A man convicted of having consensual gay sex under Idaho’s now-defunct state sodomy law will not have to register as a sex offender in Montana, a federal judge has ruled.
Randall Menges, 45, was convicted under Idaho’s Crimes Against Nature law in 1994, at age 18, after he had consensual sex with two 16-year-old boys. After serving seven years in prison, Menges was required to register as a sex offender in Idaho.
But when Menges moved to Montana in the mid-2000s, he was forced to register as a sex offender, due to a law requiring a person registered as a sex offender in another state to register in Montana as well.
Even though Montana repealed its own anti-sodomy law in 2013, there is no exemption for people who were convicted of violating anti-sodomy laws in other states. Idaho, South Carolina, and Mississippi are the three states that still require sex offender registration for people convicted under those now-defunct anti-sodomy laws.

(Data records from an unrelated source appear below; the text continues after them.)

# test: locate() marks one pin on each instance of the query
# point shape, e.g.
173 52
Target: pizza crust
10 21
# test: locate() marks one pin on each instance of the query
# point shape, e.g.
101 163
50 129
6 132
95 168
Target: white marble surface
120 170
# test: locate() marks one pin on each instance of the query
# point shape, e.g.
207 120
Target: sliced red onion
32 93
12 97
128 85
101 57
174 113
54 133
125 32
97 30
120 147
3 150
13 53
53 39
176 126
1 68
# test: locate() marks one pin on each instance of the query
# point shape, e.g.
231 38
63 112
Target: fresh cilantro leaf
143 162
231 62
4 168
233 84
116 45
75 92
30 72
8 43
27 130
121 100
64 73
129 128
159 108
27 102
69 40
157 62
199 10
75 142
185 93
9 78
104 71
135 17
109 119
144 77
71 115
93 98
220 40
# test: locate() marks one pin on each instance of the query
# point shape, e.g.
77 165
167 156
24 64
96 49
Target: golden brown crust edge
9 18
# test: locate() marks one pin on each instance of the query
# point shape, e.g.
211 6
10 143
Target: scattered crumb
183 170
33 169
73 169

While in prison, Menges had attempted to get his conviction overturned, but missed the deadline to file. He is currently one of several plaintiffs suing Idaho to overturn their convictions under the state’s now-defunct anti-sodomy law, which was nullified by a 2003 Supreme Court decision overturning state bans on consensual same-sex relations.

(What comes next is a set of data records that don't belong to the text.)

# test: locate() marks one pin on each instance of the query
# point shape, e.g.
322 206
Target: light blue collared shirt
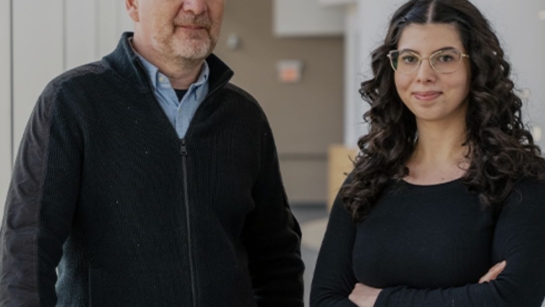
178 112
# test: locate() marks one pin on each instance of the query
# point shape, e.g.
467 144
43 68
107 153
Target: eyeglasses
444 61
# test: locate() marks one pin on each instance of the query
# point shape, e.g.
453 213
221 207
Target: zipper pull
183 148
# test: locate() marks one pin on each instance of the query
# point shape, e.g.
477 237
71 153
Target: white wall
5 101
49 37
521 32
38 54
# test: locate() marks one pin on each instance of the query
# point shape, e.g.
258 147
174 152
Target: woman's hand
364 296
493 272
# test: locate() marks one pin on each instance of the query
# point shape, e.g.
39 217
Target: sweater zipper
183 153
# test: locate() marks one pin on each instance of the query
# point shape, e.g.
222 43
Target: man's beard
192 47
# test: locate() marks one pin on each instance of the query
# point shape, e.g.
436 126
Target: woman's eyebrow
440 49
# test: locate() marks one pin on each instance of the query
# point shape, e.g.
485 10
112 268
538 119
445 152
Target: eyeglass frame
421 59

Menges says that being forced to register as a sex offender in Montana has limited his ability to find employment, pursue relationships, and has even limited where he can live due to restrictions preventing sex offenders from living near schools, community centers, or other spaces.
Furthermore, when people find out he’s a registered sex offender, many of them don’t believe his story about being convicted for consensual gay sex. As such, last December, he sued to overturn the requirement forcing him to register as a sex offender, arguing that the individual circumstances of his conviction need to be taken into account.
After he filed his lawsuit, the Montana Attorney General’s Office came out in opposition to removing Menges from the sex offender registry — a move that some critics saw as a form of retaliation.
On Tuesday, U.S. District Court Judge Dana Christensen found that requiring Menges to register as a sex offender is unconstitutional, although he kept the opinion narrowly focused to the specifics of Menges’ case. He noted that while Montana’s sexual offender registration laws usually serve compelling government interests, a decades-old conviction for consensual sex under a now-defunct law does not pose a threat to public safety, reports the Missoulian.
See also: California lawmakers pass bill to apply sexual offense laws equally to LGBTQ people
“Montana has no rational basis for forcing Menges to register as a sexual offender on the basis of a 1994 Idaho conviction for engaging in oral or anal sex with a 16-year old male when he was 18, but not forcing those to register as a sexual offender who were convicted in Idaho in 1994 at the age of 18 for engaging in vaginal sex with a 16-year old female,” Christensen wrote in his opinion.
The attorney general’s office has said it will appeal the ruling, citing the need to protect children from falling prey to sex offenders.
“We filed a notice of appeal because this order weakens our state’s sex offender registry law and opens it up to more attacks from out-of-state lawyers who are more interested in politics than the safety of Montana children,” Emilee Cantrell, the press secretary for the attorney general’s office said in a statement.
Matthew Strugar, an attorney representing Menges, argued in the original complaint that the facts of the case revolved specifically around the “lingering effects of centuries of homophobic ‘sodomy’ prohibitions.”
“It is unconscionable that in 2021, Montana would still put people convicted of having gay sex on the sex offender registry,” Strugar told the Missoulian. “This kind of overt, state-sanctioned homophobia would have been surprising 30 years ago. Today it is shocking. And it is unconstitutional.”